L’accord signé entre les deux institutions monétaires établit un cadre formel de coopération technique. Il porte sur trois volets principaux : l’échange d’informations macroéconomiques, la modernisation des systèmes de paiement et la coordination en matière de supervision bancaire et de lutte contre le blanchiment de capitaux.
La zone CEMAC, dont la BEAC assure la politique monétaire commune, regroupe six pays pour un produit intérieur brut cumulé estimé à environ 110 milliards de dollars selon les données de la Banque mondiale. La République démocratique du Congo affiche un PIB d’environ 64 milliards de dollars en 2024, avec une croissance supérieure à 6 % ces dernières années, principalement soutenue par le secteur minier.
Des cadres monétaires différents
La BEAC conduit une politique monétaire commune fondée sur le franc CFA, arrimé à l’euro dans le cadre d’un régime de change fixe. Ce dispositif implique des règles communautaires en matière de réserves de change et de gestion de la liquidité.

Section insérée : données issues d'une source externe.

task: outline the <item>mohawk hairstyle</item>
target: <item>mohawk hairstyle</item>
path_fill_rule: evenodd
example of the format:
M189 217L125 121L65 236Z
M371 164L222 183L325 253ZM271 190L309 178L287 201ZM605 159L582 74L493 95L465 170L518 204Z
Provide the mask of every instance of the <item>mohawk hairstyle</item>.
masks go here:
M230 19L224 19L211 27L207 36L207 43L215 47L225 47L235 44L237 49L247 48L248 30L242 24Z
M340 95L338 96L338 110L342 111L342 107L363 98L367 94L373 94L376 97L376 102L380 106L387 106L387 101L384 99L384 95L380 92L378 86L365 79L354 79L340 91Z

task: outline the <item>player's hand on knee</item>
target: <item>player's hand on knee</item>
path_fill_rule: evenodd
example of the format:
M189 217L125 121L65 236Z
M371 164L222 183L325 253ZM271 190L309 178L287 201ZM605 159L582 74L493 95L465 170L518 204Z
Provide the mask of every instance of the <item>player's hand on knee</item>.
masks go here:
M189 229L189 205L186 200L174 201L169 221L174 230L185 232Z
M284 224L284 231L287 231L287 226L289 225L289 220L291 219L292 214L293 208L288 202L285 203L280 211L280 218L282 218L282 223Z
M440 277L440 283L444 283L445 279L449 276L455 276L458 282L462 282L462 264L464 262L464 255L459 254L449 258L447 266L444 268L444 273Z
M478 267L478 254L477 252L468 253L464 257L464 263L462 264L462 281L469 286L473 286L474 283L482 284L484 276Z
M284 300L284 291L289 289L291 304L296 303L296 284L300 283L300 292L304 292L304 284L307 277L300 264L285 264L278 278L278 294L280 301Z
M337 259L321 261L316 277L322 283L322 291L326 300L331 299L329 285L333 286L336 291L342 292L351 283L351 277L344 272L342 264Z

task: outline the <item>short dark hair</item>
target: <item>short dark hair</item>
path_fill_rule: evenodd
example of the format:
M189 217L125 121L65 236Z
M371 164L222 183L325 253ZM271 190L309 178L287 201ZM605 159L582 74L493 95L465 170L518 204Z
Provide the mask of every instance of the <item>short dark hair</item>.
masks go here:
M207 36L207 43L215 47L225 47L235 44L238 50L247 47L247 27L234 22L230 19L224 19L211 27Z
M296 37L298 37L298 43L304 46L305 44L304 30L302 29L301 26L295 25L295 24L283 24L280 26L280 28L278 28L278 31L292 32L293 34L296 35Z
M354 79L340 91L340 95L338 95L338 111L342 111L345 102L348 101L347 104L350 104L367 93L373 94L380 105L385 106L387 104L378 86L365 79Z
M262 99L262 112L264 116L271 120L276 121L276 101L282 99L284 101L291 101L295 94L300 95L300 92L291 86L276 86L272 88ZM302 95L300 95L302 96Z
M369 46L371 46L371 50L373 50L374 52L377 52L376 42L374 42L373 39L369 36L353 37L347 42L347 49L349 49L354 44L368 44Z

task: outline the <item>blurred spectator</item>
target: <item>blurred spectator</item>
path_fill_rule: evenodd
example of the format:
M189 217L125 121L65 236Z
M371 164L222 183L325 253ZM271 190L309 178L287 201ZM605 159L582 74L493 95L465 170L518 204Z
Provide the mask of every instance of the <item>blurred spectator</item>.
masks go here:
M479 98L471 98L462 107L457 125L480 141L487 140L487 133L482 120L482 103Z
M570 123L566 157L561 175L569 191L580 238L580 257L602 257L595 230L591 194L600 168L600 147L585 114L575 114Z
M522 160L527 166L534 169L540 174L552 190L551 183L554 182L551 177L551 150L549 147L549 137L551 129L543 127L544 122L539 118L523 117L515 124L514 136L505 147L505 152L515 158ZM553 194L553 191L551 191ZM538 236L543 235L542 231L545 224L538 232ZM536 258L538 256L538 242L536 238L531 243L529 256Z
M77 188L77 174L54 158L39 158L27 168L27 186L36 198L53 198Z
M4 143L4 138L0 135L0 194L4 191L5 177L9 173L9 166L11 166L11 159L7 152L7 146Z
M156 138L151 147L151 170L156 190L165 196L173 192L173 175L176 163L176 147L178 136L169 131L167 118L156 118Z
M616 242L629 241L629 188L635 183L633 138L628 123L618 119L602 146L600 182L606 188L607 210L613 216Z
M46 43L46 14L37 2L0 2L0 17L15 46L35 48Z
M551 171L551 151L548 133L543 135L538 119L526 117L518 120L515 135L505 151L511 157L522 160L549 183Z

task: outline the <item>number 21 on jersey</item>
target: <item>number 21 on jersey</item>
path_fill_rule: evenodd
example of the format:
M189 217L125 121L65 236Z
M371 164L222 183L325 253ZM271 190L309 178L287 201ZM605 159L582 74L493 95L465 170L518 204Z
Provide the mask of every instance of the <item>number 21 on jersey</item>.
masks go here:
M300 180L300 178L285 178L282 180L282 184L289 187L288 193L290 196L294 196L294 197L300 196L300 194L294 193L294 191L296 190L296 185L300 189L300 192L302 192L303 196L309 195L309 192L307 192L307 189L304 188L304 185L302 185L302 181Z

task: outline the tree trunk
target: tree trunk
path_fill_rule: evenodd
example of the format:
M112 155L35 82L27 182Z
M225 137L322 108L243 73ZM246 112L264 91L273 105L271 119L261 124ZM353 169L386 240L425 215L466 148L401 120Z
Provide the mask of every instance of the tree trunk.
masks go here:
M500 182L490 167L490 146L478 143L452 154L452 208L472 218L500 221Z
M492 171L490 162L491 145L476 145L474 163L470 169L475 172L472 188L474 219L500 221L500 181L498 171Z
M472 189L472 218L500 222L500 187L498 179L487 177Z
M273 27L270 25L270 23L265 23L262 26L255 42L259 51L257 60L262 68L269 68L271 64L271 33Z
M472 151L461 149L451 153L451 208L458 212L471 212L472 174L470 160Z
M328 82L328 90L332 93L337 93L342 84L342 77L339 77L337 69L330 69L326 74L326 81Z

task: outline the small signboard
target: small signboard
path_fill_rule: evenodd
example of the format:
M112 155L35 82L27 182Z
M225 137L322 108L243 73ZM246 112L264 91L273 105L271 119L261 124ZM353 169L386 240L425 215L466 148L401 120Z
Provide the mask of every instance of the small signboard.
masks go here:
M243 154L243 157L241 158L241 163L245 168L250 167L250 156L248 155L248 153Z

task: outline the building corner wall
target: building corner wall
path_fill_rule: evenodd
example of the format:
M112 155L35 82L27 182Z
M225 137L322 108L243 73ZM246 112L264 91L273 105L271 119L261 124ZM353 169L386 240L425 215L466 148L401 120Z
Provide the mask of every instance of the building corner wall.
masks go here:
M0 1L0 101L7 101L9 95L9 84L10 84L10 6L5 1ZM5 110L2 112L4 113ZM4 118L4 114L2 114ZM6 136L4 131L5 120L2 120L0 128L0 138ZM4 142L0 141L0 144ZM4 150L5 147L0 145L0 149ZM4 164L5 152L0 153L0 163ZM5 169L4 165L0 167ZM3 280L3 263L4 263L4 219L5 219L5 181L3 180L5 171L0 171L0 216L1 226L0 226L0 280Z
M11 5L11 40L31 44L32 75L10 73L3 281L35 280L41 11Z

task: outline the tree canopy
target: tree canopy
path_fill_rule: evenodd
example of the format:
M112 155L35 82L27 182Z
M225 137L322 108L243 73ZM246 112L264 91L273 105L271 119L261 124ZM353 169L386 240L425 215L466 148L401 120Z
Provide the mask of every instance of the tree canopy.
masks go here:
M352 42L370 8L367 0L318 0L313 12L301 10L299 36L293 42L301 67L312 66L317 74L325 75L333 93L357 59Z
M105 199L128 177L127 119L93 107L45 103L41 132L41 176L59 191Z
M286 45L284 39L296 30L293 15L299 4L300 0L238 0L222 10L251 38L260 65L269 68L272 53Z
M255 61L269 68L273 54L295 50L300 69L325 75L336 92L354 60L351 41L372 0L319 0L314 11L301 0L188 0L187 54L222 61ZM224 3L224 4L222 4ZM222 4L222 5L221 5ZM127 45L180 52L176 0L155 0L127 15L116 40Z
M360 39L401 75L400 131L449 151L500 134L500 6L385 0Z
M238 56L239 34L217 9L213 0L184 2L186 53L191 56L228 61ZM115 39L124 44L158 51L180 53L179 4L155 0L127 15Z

La RDC dispose d’une monnaie nationale, le franc congolais, gérée par la Banque centrale du Congo. L’économie congolaise reste fortement dollarisée : plus de 80 % des dépôts bancaires sont libellés en devises étrangères selon les données de la banque centrale congolaise.
Le protocole signé ne prévoit pas de modification des régimes monétaires existants. Il encadre un mécanisme d’échange d’informations et de concertation technique.
Paiements transfrontaliers : un enjeu opérationnel
L’interconnexion des systèmes de paiement constitue l’un des axes centraux de l’accord.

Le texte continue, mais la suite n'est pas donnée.